[MLton] Unicode / WideChar

Wed, 23 Nov 2005 01:51:58 +0100

On Nov 21, 2005, at 2:08 PM, Wesley W. Terpstra wrote:
>> BTW: I am curious about the Unicode database implementation:
>> the database is BIG. How are you going to represent this
>> efficiently? (Eg,  case mapping function)
>
> Case mappings I haven't done yet. :-)
>
> Property mapping is easier because Unicode nicely
> grouped similar property code points together.

So, I've been thinking about this some more.
Looking at Unicode 4.1.0:

code points = 1114112
named characters = 16351
letters = 10014
uppercase = 1296
lowercase = 1608
numerals = 695
controls = 230
having uppercase mapping = 906
having lowercase mapping = 893

Looking at these numbers, you see that there is actually very
little content to most of these tables. To exploit this, I propose
to use an entirely different approach than I've heard mentioned
so far that will still be small O(1) time and space proportional to
the number of entries with content.

For all the named characters (entries exist in UnicodeData.txt)
we provide a map from codepoint to the following type 'info':

datatype class = CONTROL | LETTER | NUMERAL | PUNCTUATION
datatype detail = WHITESPACE | UPPERCASE | LOWERCASE | OTHER
type info = WideChar.char * class * detail

For all the characters with upper case mapping we keep
type info = WideChar.char * WideChar.char
Ditto for the lower case mapping.

Now, for the map, I propose that we use a minimal perfect
hash. This way, we can in a few operations convert a code
point to the hash table locatoin. If the first WideChar component
does not match the char we were looking up, then the char is
not named (for is* methods) or has no case change (for to*).
The first case means return false, the second means identity.
If we do have a hit, well those tables give us exactly the value
we should be returning.

If we use a minimal perfect hash, then we need only 16351
entries in the map (and proportional space for the minimal
perfect hash) to cover all the is* methods. For the case maps
we will have two more tables of size ~1000 entries. Lookups
will be nice and speedy, and everyone goes home happy.

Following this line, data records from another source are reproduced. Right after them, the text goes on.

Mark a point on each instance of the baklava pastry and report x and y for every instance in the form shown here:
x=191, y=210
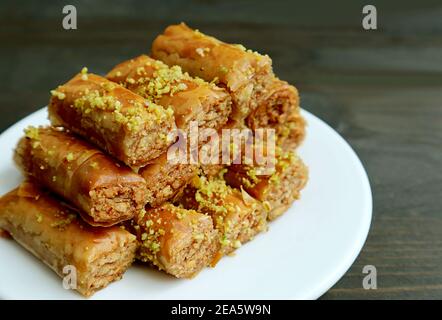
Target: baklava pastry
x=278, y=108
x=55, y=234
x=181, y=242
x=236, y=215
x=276, y=189
x=191, y=99
x=105, y=191
x=127, y=126
x=166, y=179
x=241, y=72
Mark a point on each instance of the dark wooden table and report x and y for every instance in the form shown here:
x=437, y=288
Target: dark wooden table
x=380, y=89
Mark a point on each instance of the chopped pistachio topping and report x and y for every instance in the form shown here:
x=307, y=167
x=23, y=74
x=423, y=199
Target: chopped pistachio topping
x=58, y=94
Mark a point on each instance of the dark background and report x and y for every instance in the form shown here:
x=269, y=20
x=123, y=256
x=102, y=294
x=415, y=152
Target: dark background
x=381, y=90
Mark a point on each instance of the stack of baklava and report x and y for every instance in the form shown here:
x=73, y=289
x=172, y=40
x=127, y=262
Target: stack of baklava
x=102, y=190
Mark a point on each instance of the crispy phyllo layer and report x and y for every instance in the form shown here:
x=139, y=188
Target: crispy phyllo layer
x=55, y=234
x=119, y=121
x=276, y=189
x=181, y=242
x=278, y=108
x=191, y=99
x=165, y=179
x=236, y=215
x=105, y=191
x=242, y=72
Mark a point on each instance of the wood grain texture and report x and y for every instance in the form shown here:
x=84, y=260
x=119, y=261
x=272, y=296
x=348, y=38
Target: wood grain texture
x=381, y=90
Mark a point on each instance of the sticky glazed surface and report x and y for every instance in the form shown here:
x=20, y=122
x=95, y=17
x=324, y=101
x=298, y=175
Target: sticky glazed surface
x=103, y=189
x=55, y=234
x=191, y=99
x=181, y=242
x=242, y=72
x=117, y=120
x=236, y=215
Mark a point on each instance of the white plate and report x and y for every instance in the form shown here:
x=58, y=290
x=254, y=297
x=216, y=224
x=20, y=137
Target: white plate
x=302, y=255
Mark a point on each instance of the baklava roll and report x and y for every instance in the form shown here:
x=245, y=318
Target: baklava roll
x=181, y=242
x=191, y=99
x=242, y=72
x=127, y=126
x=276, y=189
x=165, y=179
x=278, y=108
x=55, y=234
x=236, y=215
x=105, y=191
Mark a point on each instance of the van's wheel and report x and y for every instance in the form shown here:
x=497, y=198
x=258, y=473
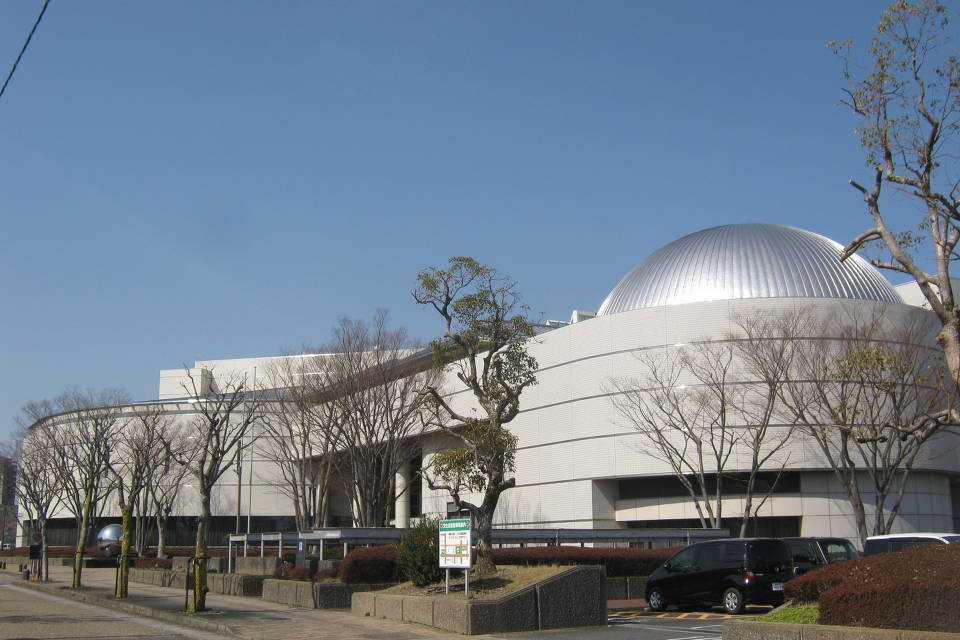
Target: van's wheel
x=732, y=601
x=655, y=600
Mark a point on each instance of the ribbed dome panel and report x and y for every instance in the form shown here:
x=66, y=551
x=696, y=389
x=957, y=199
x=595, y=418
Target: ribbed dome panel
x=747, y=261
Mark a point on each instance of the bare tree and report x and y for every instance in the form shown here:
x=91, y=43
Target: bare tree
x=136, y=452
x=80, y=431
x=766, y=361
x=163, y=492
x=684, y=412
x=39, y=484
x=378, y=405
x=871, y=399
x=220, y=430
x=908, y=105
x=300, y=430
x=484, y=343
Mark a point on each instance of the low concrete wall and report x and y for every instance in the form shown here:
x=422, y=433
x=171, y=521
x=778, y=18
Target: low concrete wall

Enough data to quickly reproduce the perfect hash will be
kept in a generated .sml, along with a table which describes
the named unicode chars. This is all expanded at startup.

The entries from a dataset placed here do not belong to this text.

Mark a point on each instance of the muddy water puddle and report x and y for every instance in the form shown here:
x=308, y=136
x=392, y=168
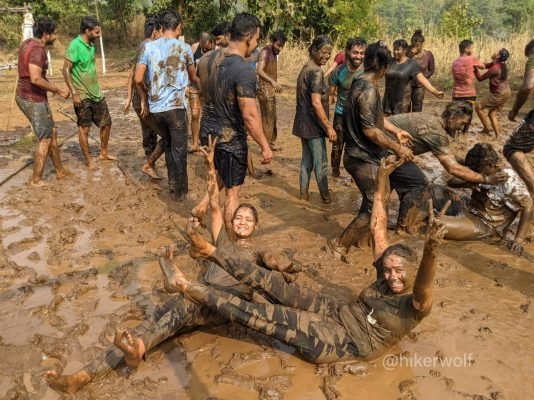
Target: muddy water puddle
x=116, y=224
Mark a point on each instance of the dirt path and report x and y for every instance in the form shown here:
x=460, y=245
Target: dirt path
x=115, y=222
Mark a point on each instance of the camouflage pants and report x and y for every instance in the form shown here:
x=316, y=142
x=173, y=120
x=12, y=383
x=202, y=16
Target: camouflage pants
x=303, y=319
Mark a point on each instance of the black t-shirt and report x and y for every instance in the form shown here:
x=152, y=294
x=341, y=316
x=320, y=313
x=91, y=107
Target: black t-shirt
x=310, y=81
x=224, y=78
x=398, y=88
x=362, y=110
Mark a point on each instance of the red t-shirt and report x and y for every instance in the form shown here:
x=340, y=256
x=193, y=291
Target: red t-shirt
x=31, y=52
x=463, y=72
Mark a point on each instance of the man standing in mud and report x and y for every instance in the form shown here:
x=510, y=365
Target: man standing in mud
x=79, y=71
x=32, y=97
x=170, y=67
x=522, y=139
x=267, y=70
x=153, y=149
x=229, y=110
x=341, y=80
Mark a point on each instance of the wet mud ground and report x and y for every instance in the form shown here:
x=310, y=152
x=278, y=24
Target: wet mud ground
x=79, y=257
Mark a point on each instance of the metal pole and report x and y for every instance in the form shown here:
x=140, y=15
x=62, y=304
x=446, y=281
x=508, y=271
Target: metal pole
x=101, y=43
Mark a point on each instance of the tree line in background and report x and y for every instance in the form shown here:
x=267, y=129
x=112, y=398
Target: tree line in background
x=300, y=19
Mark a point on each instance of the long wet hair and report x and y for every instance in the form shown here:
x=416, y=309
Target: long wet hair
x=249, y=207
x=318, y=43
x=481, y=155
x=377, y=57
x=504, y=55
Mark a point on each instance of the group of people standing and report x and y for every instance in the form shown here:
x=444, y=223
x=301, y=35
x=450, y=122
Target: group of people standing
x=376, y=137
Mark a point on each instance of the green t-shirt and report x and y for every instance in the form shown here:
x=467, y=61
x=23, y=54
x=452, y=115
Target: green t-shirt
x=83, y=71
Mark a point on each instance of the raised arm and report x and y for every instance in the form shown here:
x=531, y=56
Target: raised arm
x=460, y=171
x=217, y=219
x=379, y=213
x=422, y=290
x=428, y=86
x=141, y=88
x=525, y=91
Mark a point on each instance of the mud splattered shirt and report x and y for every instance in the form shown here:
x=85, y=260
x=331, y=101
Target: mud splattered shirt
x=398, y=88
x=426, y=130
x=363, y=110
x=499, y=205
x=225, y=77
x=342, y=78
x=31, y=52
x=310, y=81
x=378, y=318
x=83, y=71
x=167, y=60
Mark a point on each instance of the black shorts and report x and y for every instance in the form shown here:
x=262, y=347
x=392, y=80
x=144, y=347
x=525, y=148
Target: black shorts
x=522, y=138
x=90, y=111
x=231, y=165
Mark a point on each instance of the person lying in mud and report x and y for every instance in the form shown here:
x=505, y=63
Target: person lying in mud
x=322, y=331
x=180, y=315
x=492, y=209
x=432, y=134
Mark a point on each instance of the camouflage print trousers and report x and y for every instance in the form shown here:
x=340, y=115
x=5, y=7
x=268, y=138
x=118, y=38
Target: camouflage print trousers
x=303, y=319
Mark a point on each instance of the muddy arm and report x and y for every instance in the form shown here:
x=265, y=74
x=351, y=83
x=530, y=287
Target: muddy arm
x=379, y=213
x=427, y=85
x=525, y=91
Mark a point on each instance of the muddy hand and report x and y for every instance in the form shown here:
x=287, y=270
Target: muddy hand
x=388, y=165
x=515, y=247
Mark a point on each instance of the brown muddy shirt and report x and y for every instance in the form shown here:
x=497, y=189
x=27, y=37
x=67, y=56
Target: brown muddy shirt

I estimate the memory required to be somewhere around
100-400K for the all the tables involved. Every MLton built
binary would also increase in size by about 30K.

Anyone have objections to this proposal?
Anyone have pointers to existing SML perfect hash code?
Anyone have pointers to perfect hashes that are particularily
performant in the operations/memory trade-off?